Moreover, research now shows that iron deficiency in the womb may have long-term effects on the baby’s later life. Iron is critically important for the baby’s brain development. There is strong evidence that severe iron deficiency during pregnancy can lead to adverse, and sometimes even irreversible, effects on the child’s later cognitive functions and behavioral development.

Therefore, detecting and “fully” correcting low hematocrit and iron deficiency before starting IVF treatment not only increases the chances of pregnancy, but also becomes one of the most important steps taken for a healthy next generation.

What does it mean if the hematocrit value is high?

Although not as common as low hematocrit, high hematocrit values are also a condition that must be handled with care in terms of IVF treatment.

When a patient’s blood test shows high hematocrit, the first thing that comes to mind is dehydration. Especially if sufficient water has not been consumed before the test, the blood becomes more concentrated and hematocrit may appear temporarily high. This is a simple situation that can be corrected by drinking plenty of water.

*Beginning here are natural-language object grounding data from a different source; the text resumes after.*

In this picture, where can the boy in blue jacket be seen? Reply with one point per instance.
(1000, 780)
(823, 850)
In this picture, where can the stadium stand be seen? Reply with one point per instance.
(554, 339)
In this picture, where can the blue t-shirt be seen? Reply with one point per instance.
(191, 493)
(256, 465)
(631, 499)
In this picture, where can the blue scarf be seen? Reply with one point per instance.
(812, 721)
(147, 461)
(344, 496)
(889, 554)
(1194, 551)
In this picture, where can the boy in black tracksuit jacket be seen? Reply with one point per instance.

However, beyond this temporary situation, chronically high hematocrit may have serious medical causes referred to as “polycythemia”. Among these, the most concerning condition during the IVF process is a disease called Polycythemia Vera (PV).

Polycythemia Vera is a rare type of blood disease. In this condition, the bone marrow produces an excessive amount of red blood cells (and sometimes platelets, the clotting cells) in an almost “uncontrolled” manner. This causes the blood to become extremely viscous and “thick”. Although it is generally known as a disease of older age, it can also be seen in women of reproductive age and must be investigated in patients planning IVF treatment.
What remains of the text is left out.